Some area residents have asked the Cascade County Commission to also send the question of legalizing marijuana to the November ballot.
Commissioners determined that they could not refer it to the ballot themselves, as the Yellowstone County Commission did earlier this year, and that a citizen petition was required.
The petitioners submitted their language in May and it took the county attorney’s office a month to review and approve it, leaving two months for the petitioners to gather about 8,000 petitions. The county attorney’s office set the deadline for Aug. 24. The deadline for the county elections office to send information to the state for ballot certification is Aug. 25.
The petitioners were told by the elections office and county attorney’s office to submit petitions as they go in order for the elections office so that elections officials can process and verify the signatures.

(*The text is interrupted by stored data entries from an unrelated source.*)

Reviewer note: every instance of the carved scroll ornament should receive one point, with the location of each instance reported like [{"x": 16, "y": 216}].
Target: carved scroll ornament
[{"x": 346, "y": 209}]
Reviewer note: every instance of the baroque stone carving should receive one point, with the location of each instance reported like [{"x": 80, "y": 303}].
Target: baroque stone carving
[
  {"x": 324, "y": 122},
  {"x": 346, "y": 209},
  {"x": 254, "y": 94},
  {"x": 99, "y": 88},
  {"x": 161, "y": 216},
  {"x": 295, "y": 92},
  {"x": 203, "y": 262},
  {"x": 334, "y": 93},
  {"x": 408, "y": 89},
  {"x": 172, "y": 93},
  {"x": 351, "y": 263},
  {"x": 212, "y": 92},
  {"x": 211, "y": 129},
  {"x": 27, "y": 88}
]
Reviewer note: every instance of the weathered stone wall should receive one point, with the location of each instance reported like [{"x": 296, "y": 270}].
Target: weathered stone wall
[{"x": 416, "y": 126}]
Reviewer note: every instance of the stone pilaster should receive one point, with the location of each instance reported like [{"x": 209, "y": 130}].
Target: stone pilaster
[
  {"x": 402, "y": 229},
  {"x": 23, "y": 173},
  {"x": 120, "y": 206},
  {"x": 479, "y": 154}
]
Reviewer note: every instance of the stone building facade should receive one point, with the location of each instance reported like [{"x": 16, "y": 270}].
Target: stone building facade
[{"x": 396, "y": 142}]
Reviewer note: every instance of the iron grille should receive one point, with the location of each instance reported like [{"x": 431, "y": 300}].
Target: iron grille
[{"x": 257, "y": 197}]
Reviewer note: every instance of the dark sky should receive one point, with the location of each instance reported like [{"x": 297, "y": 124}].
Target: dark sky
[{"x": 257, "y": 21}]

Petitioners dropped off the first batch on July 22. That included six petitions. Of those, the elections office processed four and their were 277 signatures accepted, according to the elections office.
For the other two, the elections office had to contact the petition gathered since they didn’t fill out the unsworn declaration correctly, according to the elections office. As of July 27, that form had not been corrected and returned so the elections office cannot yet process those signatures.
Cascade County Commissioners are also sending a marijuana question to the November ballot. The are sending the question of whether the county should enact the three-percent local option tax on marijuana sales within the county.
When the state marijuana ballot initiative was approved, it included a state tax on marijuana sales, but gave counties the option to enact their own local tax. Without the local option tax, counties and municipalities receive no marijuana tax revenue.
County Commissioners also recently upheld a staff decision that deemed a marijuana operation in the county illegal. That property owner filed suit against the county in district court last week to appeal the decision.